I was too stunned to make a sound or even blink.
As I kept my gaze on the tenugui, the earthworm pattern on the cloth, gathering at a single point, creating a huge black circle. Suddenly, the black circle engulfed the rest of the cloth and filled my vision with darkness, as if spewing ink from unknown depths.
It was so bright that afternoon, and yet, what was that darkness? As soon as the darkness completely filled my vision, I felt like I was falling, as if I had lost my footing.
It was silent. I felt a shock in my body as if I had been plunged into warm, dark water. The bubbles that surrounded my body tickled me. I felt helpless as I kept falling into the dark, warm water, deeper and deeper. I struggled to breathe.

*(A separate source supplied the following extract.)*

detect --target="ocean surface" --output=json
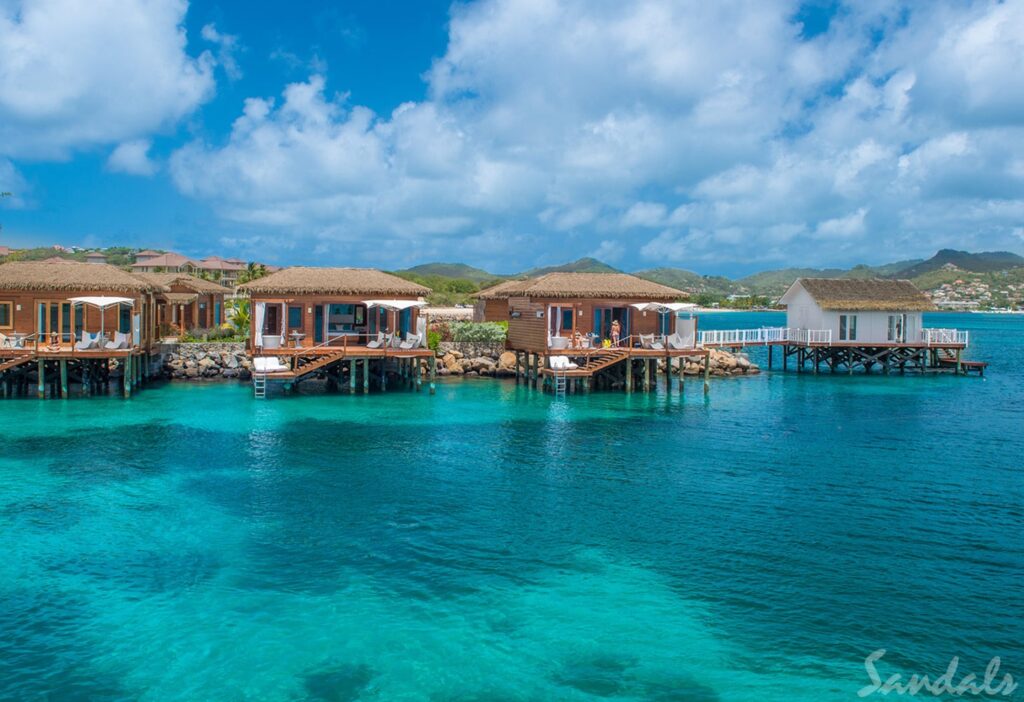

Eventually, I saw a light in the distance. As I frantically reached for it, something grabbed my arm and pulled me up hard.
“Let’s go to Kakuriyo, my bride,” someone whispered in my ear.
It was familiar. It was the low voice of the ōni-masked ayakashi.
Footnotes:
(1) Uomachi is a district in the city of Kitakyushu, which is the northernmost city on Kyushu Island, which is the largest southern island of Japan.
(2) No direct translation but can be thought of as an ogre or demon.
(3) A collective name for yōkai (lit. strange apparition) that appear above water.
(4) A type of ayakashi. They’re basically water imps with a dish on the top of their heads that hold the water of life.
(5) Temari are small, intricate, colorfully designed handballs.
(6) The Temari Kappa talk in a cutesy lisp (read: kawaii) that I tried to replicate in their dialogue. Certain typos are intentional.
(7) I would like to note that the translation was ‘Wooper’ directly… like the pokemon.
(8) A cloth that is traditionally used as almost a bag.